According to a post on the City of Winnipeg's satirical Facebook page for the Complaints Division, the city was planning to install new cameras on St. Mary's Road and Fermor Avenue.

The post said the cameras were being used to catch people not wearing seat belts or using cell phones.

“I actually sent it to my son and then deleted it because I thought, 'This can't be right,'” said Kim, who spoke to CTV News Winnipeg on Friday.

She had every reason to be suspicious. The author of the page told CTV News Winnipeg that the page was intended to provide some comic relief.


“Some people knowing it's a joke and others believing it's real definitely adds to the comedic factor. It also shows the real truth about how easy it is for 'fake news' to spread so quickly and easily,” they wrote to CTV News Winnipeg.

Although the post and idea are wrong, cybersecurity and technology analyst Ritesh Kotack explained that the ability to detect whether someone is holding a mobile phone or wearing a seatbelt is logical and plausible.

“The technology is evolving and applications like this in public safety and traffic monitoring are definitely on the horizon,” Kotack said.

However, he noted that the possibility does not mean that it should be done, adding that he believes public safety must also be balanced with individual privacy.

A city spokesperson said in an emailed statement that while some social media accounts appeared to be associated with the city, they were actually parody accounts.

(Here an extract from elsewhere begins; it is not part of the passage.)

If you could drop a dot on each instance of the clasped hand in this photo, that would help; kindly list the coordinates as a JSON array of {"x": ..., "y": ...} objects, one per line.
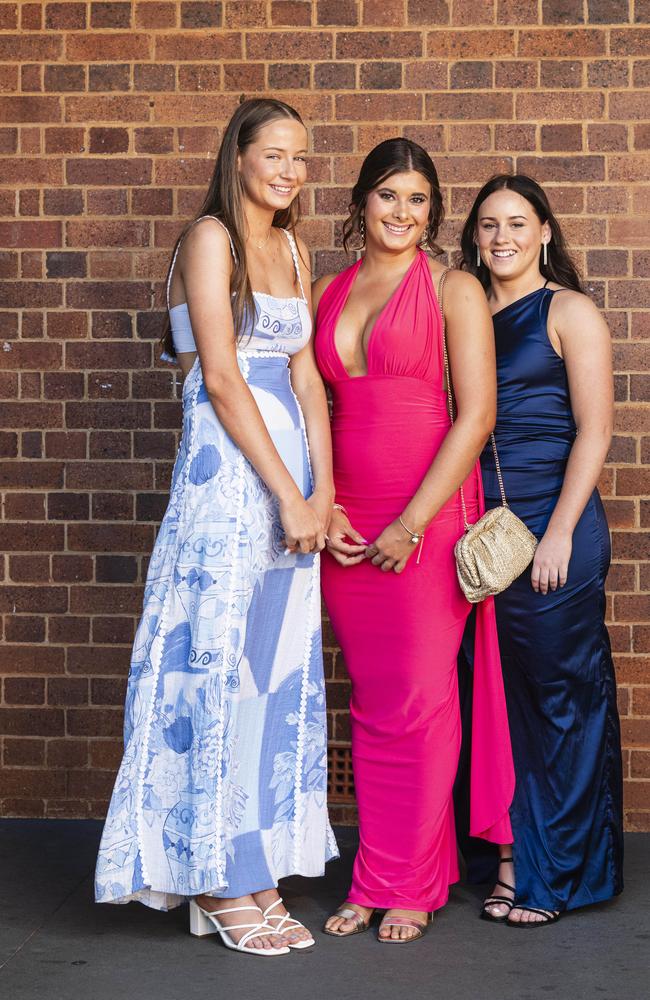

“While we understand the frustration of anyone who encounters this, social media platforms allow these accounts to exist as long as they identify themselves as satirical or parody accounts,” the spokesperson said.

“This particular page can actually be described as satire. In addition, any announcement or launch of a new initiative would be published on the city's website. The city's website always remains a reliable source of information.”